What I did was to capture the time before starting ciphering the 3 segments and capture the time again when all 3 segments are done. The times I get varies from between just over 400 us to slightly over 1000 us. This gives me a thruput of between 77 mbps and 30 mbps. Each pass will generate 3 interrupts for each of the completed segments.
So it looks to me like the interrupt nature of the entire ciphering process is contributing to the bad performance.
Not too sure if I can improve this behaviour, as the interrupts are generated by the NSS firmware, which I have no control over. Judging from the results, I may have better consistency going with the large buffer approach copy all segments into a large buffer and copying the results back to the scatter list.
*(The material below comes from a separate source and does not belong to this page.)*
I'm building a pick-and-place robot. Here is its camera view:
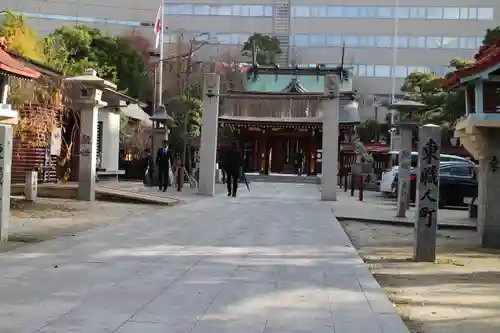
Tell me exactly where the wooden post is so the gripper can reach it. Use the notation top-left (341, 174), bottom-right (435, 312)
top-left (359, 174), bottom-right (365, 201)
top-left (344, 169), bottom-right (348, 192)
top-left (351, 170), bottom-right (355, 197)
I'll try that and see if it results in better performance, thought I'm not hopeful.
It would be great if the kernel folks could help out. But seeing that this is something that contains proprietary firmware codes with open source drivers, chances of getting help will likely be slim.
I've tried the big buffer approach. Performance improved 100%, but it's still bad.
Below are numbers from the NSS crypto with consolidated buffer allocated:
The 'numbers' are in 1000s of bytes per second processed.
type 16 bytes 64 bytes 256 bytes 1024 bytes 8192 bytes
aes-128-cbc 62.02k 250.05k 938.84k 3764.22k 26383.70k
aes-256-cbc 59.18k 235.33k 973.65k 3707.56k 24980.14k
Below are numbers from kernel crypto drivers running on the Krait CPU:
The 'numbers' are in 1000s of bytes per second processed.
type 16 bytes 64 bytes 256 bytes 1024 bytes 8192 bytes
aes-128-cbc 1349.59k 5541.06k 14076.42k 25547.60k 35430.40k
aes-256-cbc 1449.99k 5312.90k 13398.10k 22709.93k 29892.61k
Finally, below are the ciphers from OpenSSL running on the Krait CPU:
The 'numbers' are in 1000s of bytes per second processed.
type 16 bytes 64 bytes 256 bytes 1024 bytes 8192 bytes
aes-128 cbc 70107.68k 80491.29k 86042.11k 88152.75k 88995.16k
aes-256 cbc 49108.50k 56065.37k 58578.77k 59422.38k 59714.22k
Looks like it may be difficult to improve the performance further.
I'll probably do more study of the existing drivers and see if I can learn new tricks to further improve the performance of the NSS crypto drivers.
It could be that the nss core(in stock firmware) is used only for WiFi crypto and not for raw encryption (for VPN )
As in every way the CPU will be better than the nss core as the CPU have higher frequency
We should grab some performance test from the original firmware to check this.
Stock firmware does not have the necessary drivers to test OpenSSL, so not sure if we can get any meaningful number from stock firmware.
The NSS crypto driver comes with a benchmarking tool, which shows peak bandwidth over 500mbps doing AES-128-CBC with SHA1 on 256bytes payload. So the NSS crypto is fast, which likely could be due to it not doing much except networking and crypto tasks, compared to the Kraft CPU cores doing a ton more work, although being twice as fast in clock frequenciy.
Bad news folks. The inclusion of the NSS drivers has made the firmware unstable. I’m getting random reboots without any logs or kernel panics. Router just freeze and rebooted. Looks like it’ll be painful to isolate the issue.
Maybe it’s due to me upgrading too many components, I.e, kernel, ath10k.
Have you been using the ath10k-ct driver? Previous versions were unstable to the point where the router would reboot. There's been some important fixes lately though.
No. Not using the CT ath10k Drivers. The reboot would occur even without using wireless. I’m trying to trace which part of the kernel that I missed out patching. So it’s a trial and error process now.